Scuff Happens
What did you learn this week? I learned that there are slippers that have to have cardboard inside of them, and that it's not a bad thing. I learned that some edgings have to look sexy from both sides of the work, but it can be done. And I learned that even if you successfully avoid learning how to make wrong-side right and left-leaning decreases by not knitting lace, you still may not be safe from them. If you invent something like this, for example:
Yep, on Monday, I did not know how to knit scuff slippers. It's Friday, and now I do. Crazy!
First of all, if you go looking around for patterns of scuff slippers, the first thing you will notice is that they are all for felted slippers. Nothing wrong with that, you understand, but because mine were going to be stranded colorwork, I didn't want to felt them. Which means I had to devise some method of stiffening the soles that could hide underneath a leather layer, still be a little bit flexible, not cost too much, and be easy for knitters to get. Oh, and extra stiff-leather soles are out because most of us don't have the leatherworking tools needed to shape and sew them. Bother.
Enter the very smart Katie Starzman, whose book:
reveals her secret: Chipboard! It's that stiff brown cardboard you can get at the craft store in sheets. It's easily cut with scissors, inexpensive, and easy to find, and works like a charm. Thanks, Katie!
So what about those wrong-side increases? Well, it's my own fault, as usual: When I design, I imagine the way I want the finished project to look, and then amass or invent the actual skills to get myself there. Which is a lot like putting a weathervane up in the air and then trying to build a house underneath it, but there you go; I'm not much for Order of Operations.
I wanted pointy points on the instep, and I wanted them to be decreased, not increased. OK, to decrease them, the slipper can to start out with a provisional CO, from which you pick up and knit the pointy points at the end. Done. But the rate of decreases worked on the RS is just not steep enough. So? Make decreases every row (rather than every other), which means some of them (about half, as it turns out) will be happening on the WS. Here's the ridiculous part Mary-ish part: Rather than take the time to actually learn the new skill I needed, I just made one up. On the WS row, every time I needed a decrease, I would turn the work around to the RS, mirror-knit it (cough*thanks Mary B* cough), turn the work around again and proceed. I can tell that it worked fine, because the decreases are all leaning in the proper directions.

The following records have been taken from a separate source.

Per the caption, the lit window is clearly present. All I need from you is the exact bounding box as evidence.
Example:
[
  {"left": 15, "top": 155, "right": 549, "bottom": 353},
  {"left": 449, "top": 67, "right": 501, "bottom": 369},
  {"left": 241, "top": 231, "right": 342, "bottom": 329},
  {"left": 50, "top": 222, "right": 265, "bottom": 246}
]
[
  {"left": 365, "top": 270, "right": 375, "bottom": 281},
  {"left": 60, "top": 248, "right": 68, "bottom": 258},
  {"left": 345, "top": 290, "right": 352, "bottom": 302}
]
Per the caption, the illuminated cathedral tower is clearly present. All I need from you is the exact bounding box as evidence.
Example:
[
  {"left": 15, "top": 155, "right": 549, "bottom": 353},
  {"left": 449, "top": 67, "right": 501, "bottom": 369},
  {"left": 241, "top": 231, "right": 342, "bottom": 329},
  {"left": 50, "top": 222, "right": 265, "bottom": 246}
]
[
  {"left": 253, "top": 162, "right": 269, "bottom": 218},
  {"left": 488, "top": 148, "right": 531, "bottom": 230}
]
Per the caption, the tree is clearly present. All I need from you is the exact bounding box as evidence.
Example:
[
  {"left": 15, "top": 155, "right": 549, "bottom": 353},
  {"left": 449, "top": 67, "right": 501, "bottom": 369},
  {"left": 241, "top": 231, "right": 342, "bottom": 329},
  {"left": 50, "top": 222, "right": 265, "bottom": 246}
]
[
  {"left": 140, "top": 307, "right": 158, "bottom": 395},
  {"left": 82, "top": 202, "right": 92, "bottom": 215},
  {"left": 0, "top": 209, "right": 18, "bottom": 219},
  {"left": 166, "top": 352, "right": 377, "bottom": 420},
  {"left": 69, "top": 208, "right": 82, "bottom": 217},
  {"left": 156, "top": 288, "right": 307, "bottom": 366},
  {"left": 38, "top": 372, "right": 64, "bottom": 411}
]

Only when it came time to write the pattern for YOU, Gentle Knitters, did I go looking and learn that you can actually perform those maneuvers quite easily from the WS (as God intended), and they even have their own proper names! CLICK HERE for excellent knowledge from the learned and wise Sandi R on these sexy party tricks. And Lace Knitters who are smarter than me and have been forever, thank you for so graciously witholding your derision. Feel free to smirk, though.

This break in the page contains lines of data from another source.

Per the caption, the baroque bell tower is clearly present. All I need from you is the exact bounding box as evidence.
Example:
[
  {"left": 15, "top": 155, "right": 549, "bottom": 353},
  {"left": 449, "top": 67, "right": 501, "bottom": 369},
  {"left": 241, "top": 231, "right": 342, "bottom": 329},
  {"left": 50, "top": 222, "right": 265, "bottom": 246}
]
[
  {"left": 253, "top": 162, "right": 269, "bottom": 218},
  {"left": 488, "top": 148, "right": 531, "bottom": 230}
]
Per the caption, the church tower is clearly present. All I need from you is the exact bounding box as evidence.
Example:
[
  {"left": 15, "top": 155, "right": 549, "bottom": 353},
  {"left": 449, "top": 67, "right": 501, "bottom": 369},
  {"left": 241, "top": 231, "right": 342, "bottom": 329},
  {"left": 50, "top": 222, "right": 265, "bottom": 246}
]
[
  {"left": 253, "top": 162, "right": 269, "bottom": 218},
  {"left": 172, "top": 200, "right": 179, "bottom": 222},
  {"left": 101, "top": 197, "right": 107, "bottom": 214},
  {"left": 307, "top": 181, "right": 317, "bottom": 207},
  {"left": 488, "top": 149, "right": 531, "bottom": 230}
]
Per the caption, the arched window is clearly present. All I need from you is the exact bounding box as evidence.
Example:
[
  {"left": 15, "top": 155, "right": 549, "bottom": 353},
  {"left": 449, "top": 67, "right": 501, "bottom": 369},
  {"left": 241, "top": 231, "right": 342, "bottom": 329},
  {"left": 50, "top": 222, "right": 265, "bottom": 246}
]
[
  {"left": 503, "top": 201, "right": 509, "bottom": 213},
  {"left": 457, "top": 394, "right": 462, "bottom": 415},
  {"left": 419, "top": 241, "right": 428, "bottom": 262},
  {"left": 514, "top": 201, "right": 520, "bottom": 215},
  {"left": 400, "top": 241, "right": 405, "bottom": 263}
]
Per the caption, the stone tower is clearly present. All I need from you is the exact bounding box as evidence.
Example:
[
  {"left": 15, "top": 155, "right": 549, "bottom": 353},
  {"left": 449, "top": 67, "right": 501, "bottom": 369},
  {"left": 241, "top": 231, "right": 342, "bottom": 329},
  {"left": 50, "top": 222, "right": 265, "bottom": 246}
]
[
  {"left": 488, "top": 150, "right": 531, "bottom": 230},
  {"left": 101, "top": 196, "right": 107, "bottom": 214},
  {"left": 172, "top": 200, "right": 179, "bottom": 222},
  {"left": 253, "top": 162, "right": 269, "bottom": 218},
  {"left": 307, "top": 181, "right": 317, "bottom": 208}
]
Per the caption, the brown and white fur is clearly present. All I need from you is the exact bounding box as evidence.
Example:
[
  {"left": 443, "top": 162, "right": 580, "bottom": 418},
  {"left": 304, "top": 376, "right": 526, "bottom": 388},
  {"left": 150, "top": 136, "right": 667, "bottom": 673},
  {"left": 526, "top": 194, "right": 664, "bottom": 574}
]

And last of all, that edging. I knew I wanted it to be applied knitted cord, but it wasn't until I got to the place where the edge of the slipper switches from being the "right side" to being the "wrong side" (like the edge of a jacket lapel) that I realized what a truly useful thing knitted cord edging is. It looks equally tidy from either side. Elizabeth Zimmermann has been trying to tell me this for years, but I didn't receive her full message until now. Thanks, Knitting!
So that's three things I learned in just one week. I have to admit I'm feeling a little bit smug. Which is good, because a lot of other experiences I had this week were (heinous) less elucidating.